Mit ein wenig Anstrengung befreite ich mich aus Murphys Griff und richtete mich auf. Als er mich wieder packen wollte, hielt ich ihn mit einer Handbewegung auf. »Ich hab mich wieder unter Kontrolle.«

Er musterte mich skeptisch, trat dann aber einen Schritt zurück, ließ mir wieder etwas Raum für mich.

Chang sah unserem Kollegen kurz ins Gesicht, dann ließ er ihn los und machte ebenfalls etwas Platz.

»Was ist nun vorgefallen?«, fragte Murphy erneut nach. Dabei klang er fordernd und ernst, aber auch freundlich.

Stevenson öffnete bereits mit einem höhnischen Grinsen den Mund, doch ich kam ihm zuvor: »Stevenson hat meinen Verlobten als Flittchen und Schlampe bezeichnet.«

»Was?! Wiederhol das nochmal!«, forderte Chang mit fassungslosem Ton.

»Er hat meinen Verlobten ein Flittchen und Schlampe genannt«, wiederholte ich betont langsam und ruhig. Sie sollten nicht merken, dass ich zitterte und wie schwer es mir fiel, diese Worte auszusprechen. Ich hatte nie vorgehabt, ihnen von Mat zu erzählen. Aber im Moment war die Flucht nach vorn deutlich angebrachter. Dass Stevensons Kinnlade bei meiner Aussage augenblicklich nach unten geklappt war, bestätigte mich darin. Dennoch hätte ich am liebsten die Augen geschlossen und alle um mich herum ausgeblendet.

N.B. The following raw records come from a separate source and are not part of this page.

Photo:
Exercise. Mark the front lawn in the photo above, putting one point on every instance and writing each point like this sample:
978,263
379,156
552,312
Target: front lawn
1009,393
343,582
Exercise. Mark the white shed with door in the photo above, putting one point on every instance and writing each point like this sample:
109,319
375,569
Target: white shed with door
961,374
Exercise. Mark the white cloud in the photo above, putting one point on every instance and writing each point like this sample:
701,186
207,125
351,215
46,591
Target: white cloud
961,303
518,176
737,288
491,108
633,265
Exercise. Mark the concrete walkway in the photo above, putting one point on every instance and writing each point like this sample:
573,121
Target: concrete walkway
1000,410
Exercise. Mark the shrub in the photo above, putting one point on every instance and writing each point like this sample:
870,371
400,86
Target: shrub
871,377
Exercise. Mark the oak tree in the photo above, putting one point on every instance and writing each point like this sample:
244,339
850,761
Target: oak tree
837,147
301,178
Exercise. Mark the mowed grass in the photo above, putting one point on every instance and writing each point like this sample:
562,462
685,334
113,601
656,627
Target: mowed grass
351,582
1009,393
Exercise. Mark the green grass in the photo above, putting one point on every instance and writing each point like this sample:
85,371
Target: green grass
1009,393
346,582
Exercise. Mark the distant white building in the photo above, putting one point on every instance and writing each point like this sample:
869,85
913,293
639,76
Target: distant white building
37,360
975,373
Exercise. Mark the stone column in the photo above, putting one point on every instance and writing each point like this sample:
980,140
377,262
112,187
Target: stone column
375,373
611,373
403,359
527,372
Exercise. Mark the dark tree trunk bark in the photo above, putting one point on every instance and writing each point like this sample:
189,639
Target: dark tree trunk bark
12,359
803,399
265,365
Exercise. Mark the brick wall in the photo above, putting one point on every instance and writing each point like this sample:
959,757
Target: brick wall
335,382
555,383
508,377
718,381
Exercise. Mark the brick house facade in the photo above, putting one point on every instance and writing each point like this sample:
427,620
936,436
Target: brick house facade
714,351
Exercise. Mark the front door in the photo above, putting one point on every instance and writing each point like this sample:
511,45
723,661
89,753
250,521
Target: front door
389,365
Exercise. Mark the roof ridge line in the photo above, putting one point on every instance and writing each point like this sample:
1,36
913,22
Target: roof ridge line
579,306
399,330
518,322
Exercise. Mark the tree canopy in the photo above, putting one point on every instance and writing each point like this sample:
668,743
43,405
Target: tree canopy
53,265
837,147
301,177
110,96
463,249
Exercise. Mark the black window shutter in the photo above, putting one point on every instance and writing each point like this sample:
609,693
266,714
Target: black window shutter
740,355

»Warum?«, wandte sich Murphy an Stevenson und schien als einziger nicht im Geringsten von meiner Aussage beeindruckt.

»Weil sein angeblicher ›Verlobter‹ genau das ist.« Mein Kollege schien sich von meiner Offensive wieder erholt zu haben. Das ›Verlobter‹ schnaubte er verächtlich.

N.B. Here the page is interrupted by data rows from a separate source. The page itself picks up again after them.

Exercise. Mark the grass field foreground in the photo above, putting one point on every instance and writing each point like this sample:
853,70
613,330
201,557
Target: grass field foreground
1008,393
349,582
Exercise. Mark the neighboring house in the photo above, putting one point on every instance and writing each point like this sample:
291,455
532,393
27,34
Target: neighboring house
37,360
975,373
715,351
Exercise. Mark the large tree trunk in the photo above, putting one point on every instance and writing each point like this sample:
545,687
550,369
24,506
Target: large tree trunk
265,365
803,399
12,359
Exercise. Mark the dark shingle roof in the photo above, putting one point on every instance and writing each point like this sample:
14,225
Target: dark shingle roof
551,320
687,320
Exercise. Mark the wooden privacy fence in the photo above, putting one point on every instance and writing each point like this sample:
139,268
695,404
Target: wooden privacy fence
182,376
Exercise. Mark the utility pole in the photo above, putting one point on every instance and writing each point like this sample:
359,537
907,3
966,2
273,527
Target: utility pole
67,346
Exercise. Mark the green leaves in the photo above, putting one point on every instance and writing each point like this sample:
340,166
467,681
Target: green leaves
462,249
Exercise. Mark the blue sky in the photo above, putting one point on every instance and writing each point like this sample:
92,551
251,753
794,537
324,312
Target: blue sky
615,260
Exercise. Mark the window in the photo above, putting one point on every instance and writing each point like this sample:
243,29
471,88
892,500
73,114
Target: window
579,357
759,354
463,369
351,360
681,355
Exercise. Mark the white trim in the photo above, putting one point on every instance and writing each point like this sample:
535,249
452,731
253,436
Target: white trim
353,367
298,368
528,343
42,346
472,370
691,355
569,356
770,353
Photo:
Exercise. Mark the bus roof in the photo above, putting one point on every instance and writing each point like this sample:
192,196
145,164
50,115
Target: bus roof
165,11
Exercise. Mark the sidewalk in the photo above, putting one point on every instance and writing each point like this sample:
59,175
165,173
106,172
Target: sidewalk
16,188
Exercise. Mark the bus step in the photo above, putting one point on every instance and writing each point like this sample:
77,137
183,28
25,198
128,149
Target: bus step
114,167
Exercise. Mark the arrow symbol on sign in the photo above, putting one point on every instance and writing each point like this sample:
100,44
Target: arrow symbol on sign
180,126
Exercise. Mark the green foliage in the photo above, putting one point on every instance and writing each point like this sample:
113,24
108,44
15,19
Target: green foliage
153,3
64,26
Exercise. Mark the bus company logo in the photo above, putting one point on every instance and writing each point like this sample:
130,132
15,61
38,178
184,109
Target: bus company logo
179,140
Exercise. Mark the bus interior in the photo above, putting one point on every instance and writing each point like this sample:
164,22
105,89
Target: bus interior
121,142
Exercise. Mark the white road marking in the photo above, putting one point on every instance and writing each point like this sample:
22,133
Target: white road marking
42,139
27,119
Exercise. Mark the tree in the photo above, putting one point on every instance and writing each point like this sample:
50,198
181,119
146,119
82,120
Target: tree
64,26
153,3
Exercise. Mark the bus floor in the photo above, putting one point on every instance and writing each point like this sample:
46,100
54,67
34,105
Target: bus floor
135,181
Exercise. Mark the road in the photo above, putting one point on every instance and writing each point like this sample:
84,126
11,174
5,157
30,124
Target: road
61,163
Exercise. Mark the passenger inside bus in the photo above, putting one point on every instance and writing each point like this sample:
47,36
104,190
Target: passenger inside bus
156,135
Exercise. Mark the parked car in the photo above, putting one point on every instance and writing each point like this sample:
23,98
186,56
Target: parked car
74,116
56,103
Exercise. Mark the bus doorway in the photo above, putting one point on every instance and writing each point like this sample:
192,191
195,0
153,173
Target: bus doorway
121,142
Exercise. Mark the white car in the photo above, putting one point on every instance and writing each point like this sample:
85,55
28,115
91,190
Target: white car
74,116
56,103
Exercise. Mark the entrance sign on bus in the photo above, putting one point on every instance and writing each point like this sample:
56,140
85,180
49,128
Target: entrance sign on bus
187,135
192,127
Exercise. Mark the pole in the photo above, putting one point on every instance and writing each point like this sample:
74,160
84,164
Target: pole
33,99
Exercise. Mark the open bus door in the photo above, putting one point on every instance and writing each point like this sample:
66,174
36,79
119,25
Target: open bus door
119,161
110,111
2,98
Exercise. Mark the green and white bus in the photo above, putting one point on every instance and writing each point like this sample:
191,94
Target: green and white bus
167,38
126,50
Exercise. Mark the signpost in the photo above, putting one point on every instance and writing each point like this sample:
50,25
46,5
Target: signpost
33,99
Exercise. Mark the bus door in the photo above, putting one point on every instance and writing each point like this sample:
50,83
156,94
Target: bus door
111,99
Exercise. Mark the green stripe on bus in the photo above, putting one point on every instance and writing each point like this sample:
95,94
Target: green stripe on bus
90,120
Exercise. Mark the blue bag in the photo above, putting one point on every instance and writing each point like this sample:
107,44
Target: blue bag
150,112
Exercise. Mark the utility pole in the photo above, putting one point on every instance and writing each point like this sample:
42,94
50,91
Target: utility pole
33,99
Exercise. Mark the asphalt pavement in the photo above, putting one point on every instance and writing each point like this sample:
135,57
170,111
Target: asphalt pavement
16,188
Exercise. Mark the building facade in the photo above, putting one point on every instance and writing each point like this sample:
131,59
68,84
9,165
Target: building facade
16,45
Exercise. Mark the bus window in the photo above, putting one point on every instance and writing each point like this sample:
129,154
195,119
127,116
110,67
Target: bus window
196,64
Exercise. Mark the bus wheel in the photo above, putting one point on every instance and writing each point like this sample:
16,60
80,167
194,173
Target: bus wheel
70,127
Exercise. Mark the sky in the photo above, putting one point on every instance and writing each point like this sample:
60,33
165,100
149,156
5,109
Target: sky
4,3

Ich drängte mich an Murphy vorbei, sodass ich halb ins Fahrzeuginnere krabbeln konnte. Aus einem Fach in der Armatur holte ich den Verlobungsring und knallte ihn aufs Autodach. Nur weil ich ihn nicht auf der Arbeit trug, um keine Fragen aufzuwerfen, hieß das nicht, dass ich keinen besaß.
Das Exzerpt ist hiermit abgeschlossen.